Thursday, November 15, 2001
Late Judicial Entrants Say Campaigns Are in Motion
By a MetNews Staff Writer
The two candidates who entered the race for open seats on the Los Angeles Superior Court on the last day of filing said yesterday they were talking to campaign professionals and putting their bids in motion.
Covina sole practitioner H. Don Christian and Superior Court Commissioner Steven K. Lubell, who sits in Glendale, said they were undaunted by the crowded fields in the races they entered on Tuesday.
Christian is one of six candidates seeking the seat being vacated by Judge Michael Kanner. His opponents are Deputy District Attorney Lauren Weis Birnstein, former Los Angeles Superior Court Commissioner Richard Espinoza, mid-Wilshire civil practitioner Robert S. Harrison, State Bar Court Judge Michael D. Marcus, and Encino attorney Thomas H. Warden. [See page 3 for complete list of the county’s judicial candidates.]
Christian acknowledged that with that many candidates, a runoff—and the expense that goes with it—was likely. The size of his campaign budget, he said, was “being debated at this time.”
He added that he was “starting [to meet] with the people who encouraged me to do this.”
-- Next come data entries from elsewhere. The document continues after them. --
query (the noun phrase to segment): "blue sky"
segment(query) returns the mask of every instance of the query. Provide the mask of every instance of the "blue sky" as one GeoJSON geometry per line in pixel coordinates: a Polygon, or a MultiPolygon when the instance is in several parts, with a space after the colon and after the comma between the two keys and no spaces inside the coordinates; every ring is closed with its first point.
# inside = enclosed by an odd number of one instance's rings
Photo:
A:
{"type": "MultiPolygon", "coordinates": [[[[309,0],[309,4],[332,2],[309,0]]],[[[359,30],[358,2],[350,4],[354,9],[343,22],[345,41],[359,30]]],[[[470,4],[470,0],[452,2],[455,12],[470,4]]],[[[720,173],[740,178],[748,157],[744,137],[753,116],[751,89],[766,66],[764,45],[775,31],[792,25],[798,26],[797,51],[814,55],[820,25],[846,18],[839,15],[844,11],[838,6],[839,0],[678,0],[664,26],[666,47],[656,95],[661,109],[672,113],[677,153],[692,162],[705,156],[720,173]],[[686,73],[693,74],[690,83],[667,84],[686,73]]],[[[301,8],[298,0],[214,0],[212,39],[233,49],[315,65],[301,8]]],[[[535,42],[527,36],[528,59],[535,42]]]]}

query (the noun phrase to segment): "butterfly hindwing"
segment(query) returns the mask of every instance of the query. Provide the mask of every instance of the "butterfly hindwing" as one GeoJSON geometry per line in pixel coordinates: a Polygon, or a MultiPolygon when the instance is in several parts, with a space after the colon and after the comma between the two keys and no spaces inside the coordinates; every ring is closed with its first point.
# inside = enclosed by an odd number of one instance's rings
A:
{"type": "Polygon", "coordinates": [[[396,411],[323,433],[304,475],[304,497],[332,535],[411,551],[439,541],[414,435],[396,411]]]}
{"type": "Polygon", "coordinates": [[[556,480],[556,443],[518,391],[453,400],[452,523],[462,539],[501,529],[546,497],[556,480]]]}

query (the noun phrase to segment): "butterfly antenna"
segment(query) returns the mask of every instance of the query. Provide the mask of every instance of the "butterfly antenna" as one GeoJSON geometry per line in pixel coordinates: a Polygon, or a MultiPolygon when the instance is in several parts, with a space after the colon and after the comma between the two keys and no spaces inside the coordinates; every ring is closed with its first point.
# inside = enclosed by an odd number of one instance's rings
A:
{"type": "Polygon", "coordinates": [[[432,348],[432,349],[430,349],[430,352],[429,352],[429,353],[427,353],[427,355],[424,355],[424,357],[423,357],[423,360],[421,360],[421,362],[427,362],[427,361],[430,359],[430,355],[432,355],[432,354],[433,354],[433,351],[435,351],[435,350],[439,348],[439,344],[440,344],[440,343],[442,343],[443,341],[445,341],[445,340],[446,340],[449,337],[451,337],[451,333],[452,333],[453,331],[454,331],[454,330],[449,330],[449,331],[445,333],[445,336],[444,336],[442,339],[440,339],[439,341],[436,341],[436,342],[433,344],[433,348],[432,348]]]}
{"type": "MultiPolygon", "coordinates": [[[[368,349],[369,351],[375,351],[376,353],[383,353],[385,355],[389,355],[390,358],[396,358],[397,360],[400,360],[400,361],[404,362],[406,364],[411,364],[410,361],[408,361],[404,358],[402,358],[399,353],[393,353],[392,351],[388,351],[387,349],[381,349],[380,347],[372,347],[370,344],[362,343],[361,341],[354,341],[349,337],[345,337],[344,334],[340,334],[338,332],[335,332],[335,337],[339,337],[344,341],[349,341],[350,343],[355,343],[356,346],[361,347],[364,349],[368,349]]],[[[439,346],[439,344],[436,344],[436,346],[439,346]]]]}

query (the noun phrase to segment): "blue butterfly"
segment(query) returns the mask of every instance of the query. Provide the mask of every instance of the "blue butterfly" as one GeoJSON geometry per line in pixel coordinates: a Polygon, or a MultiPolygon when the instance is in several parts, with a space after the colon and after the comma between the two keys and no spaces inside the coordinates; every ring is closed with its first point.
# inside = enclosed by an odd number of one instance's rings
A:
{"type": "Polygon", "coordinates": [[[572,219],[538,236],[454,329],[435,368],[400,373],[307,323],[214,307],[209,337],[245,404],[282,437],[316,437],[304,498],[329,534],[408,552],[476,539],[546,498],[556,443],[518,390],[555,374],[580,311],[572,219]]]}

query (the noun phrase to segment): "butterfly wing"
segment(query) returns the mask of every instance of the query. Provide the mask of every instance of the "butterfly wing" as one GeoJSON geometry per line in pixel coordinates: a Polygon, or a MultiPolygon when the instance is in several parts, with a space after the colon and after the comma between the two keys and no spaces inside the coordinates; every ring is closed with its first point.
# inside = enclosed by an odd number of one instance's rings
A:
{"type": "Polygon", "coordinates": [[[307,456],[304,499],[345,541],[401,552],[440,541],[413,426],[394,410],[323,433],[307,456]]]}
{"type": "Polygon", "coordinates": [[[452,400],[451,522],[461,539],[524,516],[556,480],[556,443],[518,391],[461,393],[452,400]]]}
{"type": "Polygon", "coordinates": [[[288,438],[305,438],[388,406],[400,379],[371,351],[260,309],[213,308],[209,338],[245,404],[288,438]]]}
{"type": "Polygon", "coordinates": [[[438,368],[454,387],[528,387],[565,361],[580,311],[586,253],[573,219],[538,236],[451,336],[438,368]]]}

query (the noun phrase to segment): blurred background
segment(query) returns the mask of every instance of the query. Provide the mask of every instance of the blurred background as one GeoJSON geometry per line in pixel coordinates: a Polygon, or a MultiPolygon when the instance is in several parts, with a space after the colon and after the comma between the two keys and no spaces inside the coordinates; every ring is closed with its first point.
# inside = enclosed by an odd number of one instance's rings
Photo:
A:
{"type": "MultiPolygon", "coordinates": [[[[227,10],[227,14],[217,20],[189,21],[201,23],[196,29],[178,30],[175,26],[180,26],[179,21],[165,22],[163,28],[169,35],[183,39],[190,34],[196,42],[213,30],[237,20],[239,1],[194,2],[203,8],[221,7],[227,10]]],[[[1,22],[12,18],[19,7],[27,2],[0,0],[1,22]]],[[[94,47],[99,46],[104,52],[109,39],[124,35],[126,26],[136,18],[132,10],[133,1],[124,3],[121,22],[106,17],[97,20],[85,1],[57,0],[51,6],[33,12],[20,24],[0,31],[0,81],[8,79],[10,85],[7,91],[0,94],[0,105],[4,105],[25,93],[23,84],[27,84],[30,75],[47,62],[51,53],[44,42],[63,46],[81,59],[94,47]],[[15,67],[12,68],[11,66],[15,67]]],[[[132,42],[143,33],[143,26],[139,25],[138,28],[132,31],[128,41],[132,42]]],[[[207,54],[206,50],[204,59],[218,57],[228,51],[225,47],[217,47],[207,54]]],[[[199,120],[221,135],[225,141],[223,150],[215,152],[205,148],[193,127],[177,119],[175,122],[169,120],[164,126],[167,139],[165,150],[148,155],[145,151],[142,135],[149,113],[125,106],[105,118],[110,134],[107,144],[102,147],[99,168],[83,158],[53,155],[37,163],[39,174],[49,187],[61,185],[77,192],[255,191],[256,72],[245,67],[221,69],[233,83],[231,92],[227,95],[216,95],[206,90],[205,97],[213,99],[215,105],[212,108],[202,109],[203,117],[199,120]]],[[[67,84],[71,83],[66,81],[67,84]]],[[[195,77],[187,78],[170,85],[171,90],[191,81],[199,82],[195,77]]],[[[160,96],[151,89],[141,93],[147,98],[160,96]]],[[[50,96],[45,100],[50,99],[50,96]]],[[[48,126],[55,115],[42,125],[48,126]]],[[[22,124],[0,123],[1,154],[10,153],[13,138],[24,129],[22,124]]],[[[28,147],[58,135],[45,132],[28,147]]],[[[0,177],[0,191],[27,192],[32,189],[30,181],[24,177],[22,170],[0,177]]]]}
Christian has been in practice in Monterey Park, West Covina, and Covina for 30 years. Sources said he is well-regarded in the San Gabriel Valley and would probably be able to raise money from lawyers there.
The candidate said he would match his experience against that of his opponents. He said he had “practiced in almost every field” of law, including family law, criminal defense, probate, and general civil work.
While he currently works alone, Christian noted, he has practiced over the years with a number of lawyers, three of whom—including current Superior Court Judge Dan Oki—have gone on to the bench.
One of his opponents, Warden, was a late entrant into the contest for the Kanner seat. He originally filed a declaration of intent to run for the seat of Judge Reginald Dunn, who waited until the last possible day to file for reelection.
Warden yesterday reiterated what he had previously told the MetNews, that he will not run against Dunn under any circumstances. But if the incumbent doesn’t return nomination papers by the Dec. 7 deadline, Warden said, he will consider returning his own papers for Dunn’s seat, rather than Kanner’s.
A judicial candidate may file declarations of intent to run for any number of seats. But he or she may only file nomination documents for one seat, and there is no way to change races once those documents are filed.
Warden—who does family law and general civil work, and is a former deputy county counsel—said he has been planning to run for the bench for about 20 years. His mentor in that regard, he said, was his father-in-law, the late Superior Court Judge Alfred Paonessa.
Lubell is making his second bid for election. In 1994—he was a sole practitioner at the time—he lost a Glendale Municipal Court race to James Simpson. He was subsequently appointed a commissioner of that court, of which Simpson was presiding judge at the time.
This time, he is running countywide for the seat being vacated by Judge David Finkel. Also in the race are Deputy District Attorney David Gelfound, Pasadena civil litigator David Crawford III, and State Bar Court Judge Paul Bacigalupo.
“It was a very different election the first time,” he commented yesterday. “I was relatively unknown, but I enjoyed the whole process.”
Lubell, who said he would announce his consultant in the next week or two, commented that he probably would not have been appointed a commissioner if he hadn’t run the last time. While he intends “to do what I can to be competitive” in the election, he said, he is also hopeful that he will be appointed to a vacancy if he doesn’t win.